Bruiseapalooza

If I had a nickel for every time someone stared – no, ogled – at me with wide eyes and asked me what happened, I would be a rich woman.

For the past few weeks, my body has embraced the appearance of taking a tumble down a rocky hillside. Large patches of my body are covered in deep, gnarly bruises that are painful to the touch. It’s a more artistic (a la fingerprinting two year old, not Rembrandt) manifestation of EDS that paints one’s body in shades of purple, yellow, and green. I don’t know what causes them, I don’t know why they’re located where they are, and I don’t know how to stop developing them. It’s cyclical – they arise overnight and linger for weeks, and I essentially become a human peach, bruising at every touch. Once subsided, some unpredictable amount of time passes before the next wave appears. While EDS is considered an “invisible illness” for many reasons, this is likely the most outwardly apparent physical manifestation for Zebras with hypermobile, classical, or vascular EDS (shy of repeatedly dislocating a joint!).

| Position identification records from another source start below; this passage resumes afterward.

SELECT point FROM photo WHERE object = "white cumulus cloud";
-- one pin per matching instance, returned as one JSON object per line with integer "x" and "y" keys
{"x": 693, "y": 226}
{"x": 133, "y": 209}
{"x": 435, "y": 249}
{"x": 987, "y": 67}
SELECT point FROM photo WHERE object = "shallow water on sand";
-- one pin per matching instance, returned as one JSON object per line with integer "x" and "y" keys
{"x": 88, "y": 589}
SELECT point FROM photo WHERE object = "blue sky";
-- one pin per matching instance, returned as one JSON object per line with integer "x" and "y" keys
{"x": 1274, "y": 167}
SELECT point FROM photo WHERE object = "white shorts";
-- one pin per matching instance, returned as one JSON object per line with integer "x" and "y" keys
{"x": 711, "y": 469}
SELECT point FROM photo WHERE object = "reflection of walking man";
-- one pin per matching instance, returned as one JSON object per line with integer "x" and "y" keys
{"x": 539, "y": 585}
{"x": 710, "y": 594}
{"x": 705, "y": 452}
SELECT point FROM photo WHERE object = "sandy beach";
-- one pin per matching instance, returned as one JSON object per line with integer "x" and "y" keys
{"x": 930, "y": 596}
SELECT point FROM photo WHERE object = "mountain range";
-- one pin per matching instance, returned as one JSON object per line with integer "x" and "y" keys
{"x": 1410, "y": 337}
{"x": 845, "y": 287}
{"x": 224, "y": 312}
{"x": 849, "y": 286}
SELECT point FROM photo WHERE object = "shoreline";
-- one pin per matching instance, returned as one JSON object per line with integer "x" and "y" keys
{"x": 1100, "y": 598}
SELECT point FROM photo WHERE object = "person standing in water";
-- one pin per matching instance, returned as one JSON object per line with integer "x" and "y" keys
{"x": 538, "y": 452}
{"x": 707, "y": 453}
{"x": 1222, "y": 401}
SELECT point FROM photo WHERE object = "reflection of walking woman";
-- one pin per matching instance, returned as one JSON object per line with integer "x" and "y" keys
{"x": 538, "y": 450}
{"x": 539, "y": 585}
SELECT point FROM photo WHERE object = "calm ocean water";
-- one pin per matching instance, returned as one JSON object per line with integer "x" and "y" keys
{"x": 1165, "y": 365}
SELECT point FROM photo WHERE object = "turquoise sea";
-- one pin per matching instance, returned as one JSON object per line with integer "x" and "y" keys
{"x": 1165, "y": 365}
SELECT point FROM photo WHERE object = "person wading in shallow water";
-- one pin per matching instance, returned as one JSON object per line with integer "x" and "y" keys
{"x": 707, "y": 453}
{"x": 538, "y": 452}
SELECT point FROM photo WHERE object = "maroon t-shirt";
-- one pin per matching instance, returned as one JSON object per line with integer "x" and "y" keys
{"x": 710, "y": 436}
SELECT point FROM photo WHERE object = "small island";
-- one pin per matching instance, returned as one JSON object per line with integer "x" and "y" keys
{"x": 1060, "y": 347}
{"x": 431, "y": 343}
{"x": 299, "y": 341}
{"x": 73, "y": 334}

It’s understandable that seeing someone covered in bruises is concerning; I’m grateful that people in my life care enough to check in and make sure things are OK. Strangers who pry, however, frustrate me to no end. Regardless of the inquirer, I typically respond with a simple “this just happens” and an additional wisecrack, and may allude to a medical condition pending my relationship with the individual. Some people refuse to accept that as an adequate answer, trampling over all boundaries and demanding I explain why I’m painted like a Jackson Pollock in his blue period. Many will make jokes about my boyfriend (this is the quickest way to infuriate me and lose my respect, by the way) or ask me if I was in a bar fight or use whatever other clichéd wisecrack they can think of. The simplest and most consistent way of shutting them up is telling them I have a medical condition, and this usually yields drastic back pedaling. Sometimes it backfires and the individual begins to pry into my circumstances not out of true interest, but for the sake of snooping.

As you all know, I don’t mind discussing this stuff, especially if the other party is genuinely interested. I wouldn’t have this blog otherwise. But explaining the same phenomenon to multiple people (read: strangers) each day is exhausting. Hearing the same wisecracks over and over is exhausting. Being stared at with pitiful faces is exhausting. I’ll gladly go down the rabbit hole of discussing EDS with anyone who wants to learn about it or get to know me, but it’s infinitely frustrating to be approached by people digging for answers only to assuage their curiosities and ponderings about my ubiquitous bruises. I’ve taken to wearing leggings most days, even in the heat (and they serve as pseudo-compression gear – score for the POTSie!) not because I’m ashamed or self conscious, but because I want to limit the number of eyes chasing my purple shins and thighs as I walk by and the intrusive interrogations that typically follow.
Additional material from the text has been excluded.